I was raised as a Catholic and
went to Catholic school. My uncle was, and still is, a missionary.
We were told that he was going to South America to save the souls of
the Native Americans, people we were told were non-Christian and
without conversion would suffer eternal damnation. This is the
background that I came from.
Today, throughout the world,
and in the United States, with very little exception, there is no
"Sarvadharma Samabhava" taught in religion. It is
something I never encountered in my Christian education in the West.
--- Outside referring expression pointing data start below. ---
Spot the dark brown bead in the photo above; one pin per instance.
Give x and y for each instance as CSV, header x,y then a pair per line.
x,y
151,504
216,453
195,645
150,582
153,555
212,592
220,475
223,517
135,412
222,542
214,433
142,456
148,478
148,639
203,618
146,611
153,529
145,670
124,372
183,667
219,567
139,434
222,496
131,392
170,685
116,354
We were taught that Hinduism
was a religion of idolatry; it was a religion of polytheism and
superstition and that there was no place for Hindus in heaven. Even
a great Hindu like Mahatma Gandhi might be revered on a certain
level, but he was not given the type of religious credit that he
would have been given had he been a Christian.
These attitudes still exist
throughout the world and India does not exist in isolation. And
Hindus in India are, and India as a whole is, still being targeted
for conversion. Why is this so? If all the religions teach the same
thing, why is it that certain religions are seeking to convert the
members of other religions to their beliefs?